I never thought of mixing things together like this...now I'm really interested in this stuff....great ideas guys!


----------



## DamageInc (Dec 8, 2015)

Chefsteps has several recipes that use meat glue.

[video=youtube;cfsUzhZ5GWs]https://www.youtube.com/watch?v=cfsUzhZ5GWs[/video]

[video=youtube;vDi0TqnJ_mM]https://www.youtube.com/watch?v=vDi0TqnJ_mM[/video]

[video=youtube;05l-ns253Rk]https://www.youtube.com/watch?v=05l-ns253Rk[/video]


----------



## Ucmd (Dec 8, 2015)

Yeah, sounds interesing


----------



## Ucmd (Dec 8, 2015)

Has anyone done the veggie black bean burger on chef steps? Curious to see how that turned out.


----------



## Smurfmacaw (Dec 8, 2015)

Meat Glue just sounds wrong on so many levels.....


----------



## supersayan3 (Dec 8, 2015)

It is not healthy


----------



## 99Limited (Dec 8, 2015)

So is meat glue what is used to make canned/packaged ham?


----------



## MontezumaBoy (Dec 8, 2015)

That just sound awesome! (Chicken Skin over Scallop) will be giving this a try shortly! Thx Mr Kern - I do love what you do!


tkern said:


> I put snapper skin on a duck breast once. I was curious. Chicken skin on a scallop is delicious.


----------



## Ucmd (Dec 8, 2015)

Smurfmacaw said:


> Meat Glue just sounds wrong on so many levels.....



Wrong on all the right levels......muhaaaaaa


----------



## ThEoRy (Dec 8, 2015)

Oh yeah I forgot about making the noodles. I did it with snapper one time. After I blanched them I chilled them, tempura battered them, fried them and served with a snapper consomme.


----------



## buttermilk (Dec 8, 2015)

Just to correct some information:

GS - slurry and wet-mix use. Strongest meat-meat bond of the group, but the slowest set-up as well. Contains gelatin and trisodium phosphate.
RM - dry-sprinkle, slurry, or wet-mix use. The most versatile and general-use of the group: meat-meat, seafood slurry noodles, egg gels. Contains sodium caseinate.
YG - meant specifically for dairy.

And yes, Activa is in grocery store water-added hams. The water stays in solution with the help of Activa BF.


----------



## spoiledbroth (Dec 8, 2015)

fyi it's not really called meat glue the proper name is tissue transglutaminase.


----------



## daveb (Dec 9, 2015)

I'll go with meat glue. But thanks.:cool2:


----------



## spoiledbroth (Dec 9, 2015)

daveb said:


> I'll go with meat glue. But thanks.:cool2:


----------



## JLaz (Dec 9, 2015)

Activa RM is very easy to use and I've experienced no effect of it on the end taste. Be sure to have a close as possible contact between the two products you are fusing together as it would not look so appealing to have air pockets trapped inside a roast, ham or roulade. It would be more obvious in carvery presentations.

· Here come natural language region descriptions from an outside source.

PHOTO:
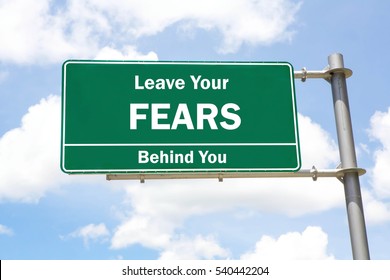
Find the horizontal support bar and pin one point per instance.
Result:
(311, 173)
(320, 74)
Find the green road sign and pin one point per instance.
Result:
(148, 117)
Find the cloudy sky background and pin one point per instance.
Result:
(45, 214)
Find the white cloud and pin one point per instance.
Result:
(161, 207)
(380, 131)
(128, 53)
(375, 211)
(29, 154)
(44, 31)
(200, 247)
(6, 230)
(311, 244)
(91, 232)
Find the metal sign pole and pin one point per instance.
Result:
(350, 180)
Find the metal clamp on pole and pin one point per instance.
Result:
(326, 73)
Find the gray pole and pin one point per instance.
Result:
(357, 226)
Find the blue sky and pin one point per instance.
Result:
(46, 214)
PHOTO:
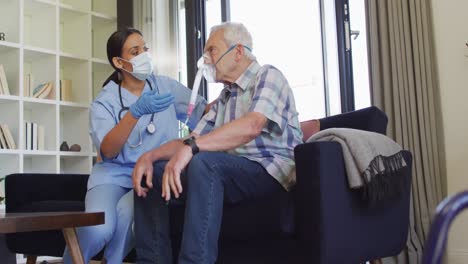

I've seen mosaic sashimi done using this product but I did not dare try to eat it. From what I've read and the going knowledge in the kitchens I've worked in, the active ingredients continue to function in normal body temperatures and would be hazardous to ingest.

Here is a link to ChefStep's information regarding the product they seem to enjoy using:
https://www.chefsteps.com/activities/understanding-activa


----------



## SuperSharp (Dec 15, 2015)

I've used it to do simple meat rolls. I did a roll of bacon, then cut into rounds and cooked to make little bacon bowls. It's pretty easy to use. They were pretty adamant about not breathing airborn powder in the recipe I had. Also use it to fix finger cuts in the kitchen (not really, but it does make you wonder).


----------



## Ucmd (Dec 15, 2015)

Huh? bacon bowl. I like!


----------



## ecchef (Dec 15, 2015)

I ordered some RM and a little GS to play around with. I have a cases of 109's that I need to find creative uses for.


----------



## ThEoRy (Dec 15, 2015)

After opening the Activia it should be stored in the freezer for future use.


----------



## spoiledbroth (Dec 15, 2015)

i like the idea of doing a roulade of white and dark poultry (turkey, chicken) and bacon with that meat glue roast (or smoke!) and then slicing it for sandwiches.

pedestrian I guess. could call it "Eat your heart out World Health Organization"


----------



## Ucmd (Dec 15, 2015)

Should u vac seal the aptiva to preserve


----------



## SuperSharp (Dec 15, 2015)

Ucmd said:


> Should u vac seal the aptiva to preserve



I just folded the top of the pouch over and put it in the freezer. I'm sure vac packing wouldn't hurt.


----------